Ведь люди с пульсирующей грустью стремятся в родительские места, чтобы таким обманным путем повернуть время вспять, оказаться в точке старта, вспомнить вкус ощущений и отношений, когда вся жизнь была еще впереди. И исцелиться этим от накопившейся усталости. И страшно понимать, что не только годы канули в небытие, но и территории, где жили и покоятся твои родители, где витал их защищающий дух, где лежали твои первые стежки-дорожки, где случилось пробуждение сердца, воедино слитое с соловьями и благодатью степи, — тоже нет. Теперь там болезненной коростой вспучилось чужое государство, и ты к нему никак, ничем не причастна. Что надо в себе преодолеть, чтобы полюбить неволю, тюрьму, в которую заточили ипостась твоей души, сотканную из воспоминаний? Чем руководствоваться, чтобы туда стремиться?

* * *

А Тамара и правда, ненавидя тех, кто сейчас хаял наследницу утраченной Родины, поносил великую Россию, всегда бывшую для нее духовной опорой, а после окончания вуза приютившую ее на своей окраине, в родные места не стремилась. Ждала, пока уляжется это тяжелое чувство. Она переживала свою потерю, бунт против сложившегося порядка вещей, как переживают любое горе, — внутренне скуля и не выходя из дома, если под домом понимать Петропавловск-Камчатский.
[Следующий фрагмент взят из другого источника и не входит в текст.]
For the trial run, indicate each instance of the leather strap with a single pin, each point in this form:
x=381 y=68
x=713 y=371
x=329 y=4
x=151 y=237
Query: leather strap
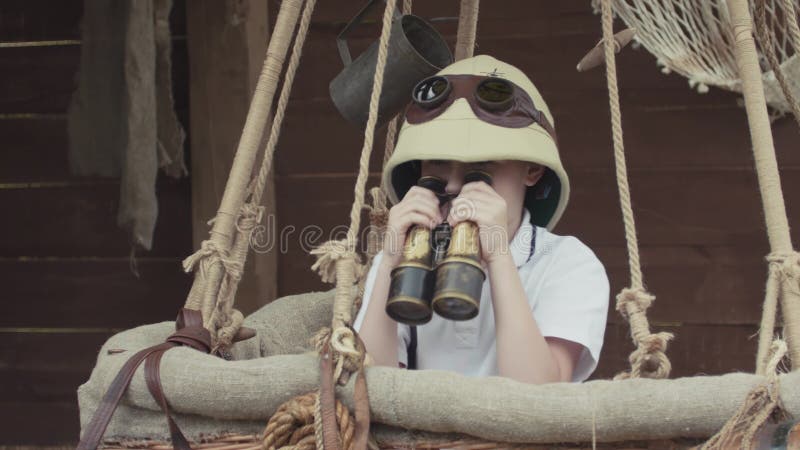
x=361 y=405
x=189 y=332
x=152 y=375
x=327 y=401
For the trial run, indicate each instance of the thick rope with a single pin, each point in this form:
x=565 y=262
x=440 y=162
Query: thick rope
x=391 y=129
x=467 y=29
x=792 y=28
x=766 y=165
x=224 y=225
x=741 y=430
x=649 y=359
x=769 y=312
x=252 y=212
x=337 y=260
x=767 y=47
x=293 y=425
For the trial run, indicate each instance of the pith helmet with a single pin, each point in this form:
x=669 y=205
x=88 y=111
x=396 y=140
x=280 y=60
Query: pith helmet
x=458 y=134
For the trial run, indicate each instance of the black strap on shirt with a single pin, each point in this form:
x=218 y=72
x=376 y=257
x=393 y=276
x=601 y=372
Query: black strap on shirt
x=411 y=349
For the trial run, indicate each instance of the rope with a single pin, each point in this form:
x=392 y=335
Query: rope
x=765 y=41
x=761 y=403
x=467 y=29
x=293 y=424
x=252 y=212
x=224 y=223
x=649 y=359
x=337 y=261
x=766 y=167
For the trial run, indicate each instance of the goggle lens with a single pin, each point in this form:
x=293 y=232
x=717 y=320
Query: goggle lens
x=430 y=92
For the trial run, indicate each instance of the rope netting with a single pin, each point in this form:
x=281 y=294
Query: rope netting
x=696 y=40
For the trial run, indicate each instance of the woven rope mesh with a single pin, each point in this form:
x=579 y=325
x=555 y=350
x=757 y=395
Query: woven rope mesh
x=694 y=38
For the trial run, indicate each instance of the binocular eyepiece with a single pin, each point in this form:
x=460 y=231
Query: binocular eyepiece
x=440 y=269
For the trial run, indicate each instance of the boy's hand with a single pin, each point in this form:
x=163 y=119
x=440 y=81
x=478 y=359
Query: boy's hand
x=480 y=203
x=420 y=206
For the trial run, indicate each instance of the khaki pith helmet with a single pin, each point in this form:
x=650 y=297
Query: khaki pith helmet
x=457 y=134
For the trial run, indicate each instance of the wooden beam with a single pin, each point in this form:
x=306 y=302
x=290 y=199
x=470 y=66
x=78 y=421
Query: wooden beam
x=227 y=41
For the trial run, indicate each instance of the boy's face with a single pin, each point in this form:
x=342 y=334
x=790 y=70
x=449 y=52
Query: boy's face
x=510 y=179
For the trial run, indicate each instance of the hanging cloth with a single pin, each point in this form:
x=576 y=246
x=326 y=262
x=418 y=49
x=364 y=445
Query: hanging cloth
x=121 y=119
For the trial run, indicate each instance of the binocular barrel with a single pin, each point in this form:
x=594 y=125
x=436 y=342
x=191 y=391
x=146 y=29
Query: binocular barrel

Правда, внешне все в ее жизни оставалось так, как сложилось в первые годы по приезде сюда: работал муж, рождались и росли дети, устраивался быт.
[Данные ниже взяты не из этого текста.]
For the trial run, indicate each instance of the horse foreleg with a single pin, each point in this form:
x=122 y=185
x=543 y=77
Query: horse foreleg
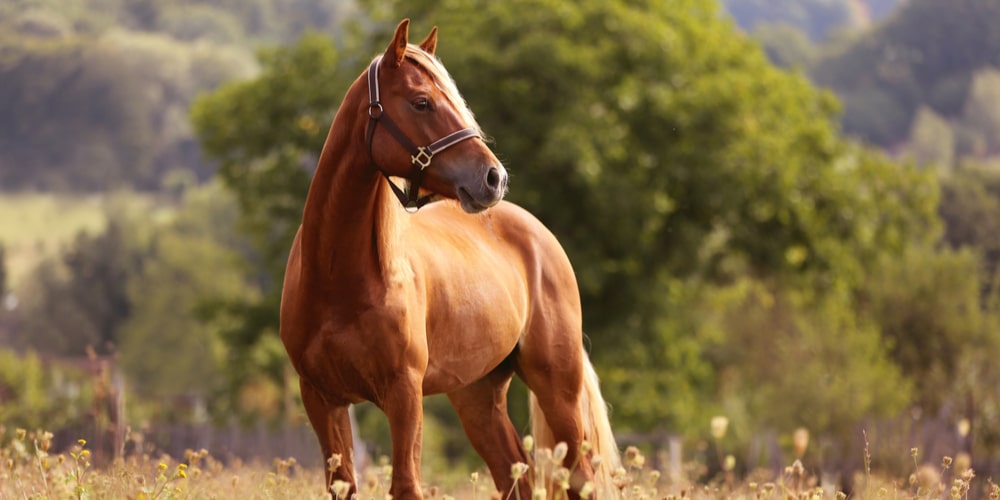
x=556 y=379
x=332 y=424
x=404 y=408
x=482 y=408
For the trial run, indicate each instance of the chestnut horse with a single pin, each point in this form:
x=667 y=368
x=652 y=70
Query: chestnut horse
x=387 y=306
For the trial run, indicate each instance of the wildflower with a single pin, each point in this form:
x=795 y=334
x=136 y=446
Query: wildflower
x=620 y=478
x=800 y=441
x=719 y=426
x=963 y=427
x=968 y=475
x=559 y=453
x=561 y=478
x=634 y=458
x=517 y=470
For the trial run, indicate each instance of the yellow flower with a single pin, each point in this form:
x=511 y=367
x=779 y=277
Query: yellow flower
x=719 y=426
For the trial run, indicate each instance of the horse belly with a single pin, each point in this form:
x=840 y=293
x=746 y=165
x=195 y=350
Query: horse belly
x=473 y=334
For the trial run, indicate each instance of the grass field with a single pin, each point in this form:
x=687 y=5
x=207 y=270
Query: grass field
x=34 y=226
x=29 y=470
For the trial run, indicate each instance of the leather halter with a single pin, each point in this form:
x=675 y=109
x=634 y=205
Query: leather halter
x=420 y=156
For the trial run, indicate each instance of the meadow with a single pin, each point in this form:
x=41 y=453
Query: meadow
x=30 y=469
x=34 y=226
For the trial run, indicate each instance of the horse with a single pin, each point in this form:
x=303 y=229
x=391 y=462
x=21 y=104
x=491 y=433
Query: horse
x=388 y=297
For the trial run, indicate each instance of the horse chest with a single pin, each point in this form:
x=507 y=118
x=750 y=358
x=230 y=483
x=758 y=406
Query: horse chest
x=349 y=359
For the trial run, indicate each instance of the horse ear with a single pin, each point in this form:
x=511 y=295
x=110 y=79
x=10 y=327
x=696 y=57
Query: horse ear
x=430 y=43
x=397 y=48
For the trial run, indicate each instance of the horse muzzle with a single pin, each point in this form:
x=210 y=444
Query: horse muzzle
x=485 y=192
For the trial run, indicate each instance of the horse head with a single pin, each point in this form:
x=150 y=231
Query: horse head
x=420 y=129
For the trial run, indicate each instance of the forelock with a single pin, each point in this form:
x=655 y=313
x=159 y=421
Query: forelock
x=445 y=82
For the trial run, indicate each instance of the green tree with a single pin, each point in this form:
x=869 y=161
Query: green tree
x=266 y=135
x=186 y=261
x=79 y=299
x=928 y=304
x=34 y=394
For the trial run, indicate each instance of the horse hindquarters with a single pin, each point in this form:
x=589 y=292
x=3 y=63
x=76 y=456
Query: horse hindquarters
x=596 y=427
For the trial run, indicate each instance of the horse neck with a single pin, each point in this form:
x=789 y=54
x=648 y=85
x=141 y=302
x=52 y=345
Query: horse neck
x=350 y=226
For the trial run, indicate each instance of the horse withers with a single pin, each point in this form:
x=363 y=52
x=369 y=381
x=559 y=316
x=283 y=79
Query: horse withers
x=385 y=304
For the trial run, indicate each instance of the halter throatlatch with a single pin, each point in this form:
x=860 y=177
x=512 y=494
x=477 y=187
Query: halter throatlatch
x=420 y=156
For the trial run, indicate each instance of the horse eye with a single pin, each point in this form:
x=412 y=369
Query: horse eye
x=422 y=104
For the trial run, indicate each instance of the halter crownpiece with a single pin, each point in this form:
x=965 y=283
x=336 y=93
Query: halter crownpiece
x=420 y=156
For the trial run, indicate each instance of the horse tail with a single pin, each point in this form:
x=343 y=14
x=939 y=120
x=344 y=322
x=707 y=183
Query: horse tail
x=596 y=430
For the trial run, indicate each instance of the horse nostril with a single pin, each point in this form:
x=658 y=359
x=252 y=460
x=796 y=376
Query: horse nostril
x=493 y=178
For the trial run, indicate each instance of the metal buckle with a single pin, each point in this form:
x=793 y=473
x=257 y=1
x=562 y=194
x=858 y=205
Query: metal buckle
x=422 y=158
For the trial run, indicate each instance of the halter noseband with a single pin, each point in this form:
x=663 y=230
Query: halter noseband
x=420 y=156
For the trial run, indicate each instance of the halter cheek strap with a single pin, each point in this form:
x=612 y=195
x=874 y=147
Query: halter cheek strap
x=420 y=156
Работала и сама Тамара. Она любила свою профессию, полученную в Московском пединституте на факультете логопедии. И хоть после детства, проведенного в атмосфере больниц, готовилась работать в лечебном учреждении и заниматься реабилитацией тяжелых больных, но направление в детский комбинат восприняла с не меньшим энтузиазмом. Начинала с должности нянечки — в этой глуши не оказалось вакансии логопеда. Да собственно логопедом ей так за все годы и не удалось поработать, это искусство стало простым и естественным дополнением к основным методикам воспитания детей. А вот воспитателем она никогда не переставала быть, хотя быстро перешла на руководящую должность — сказалось столичное образование.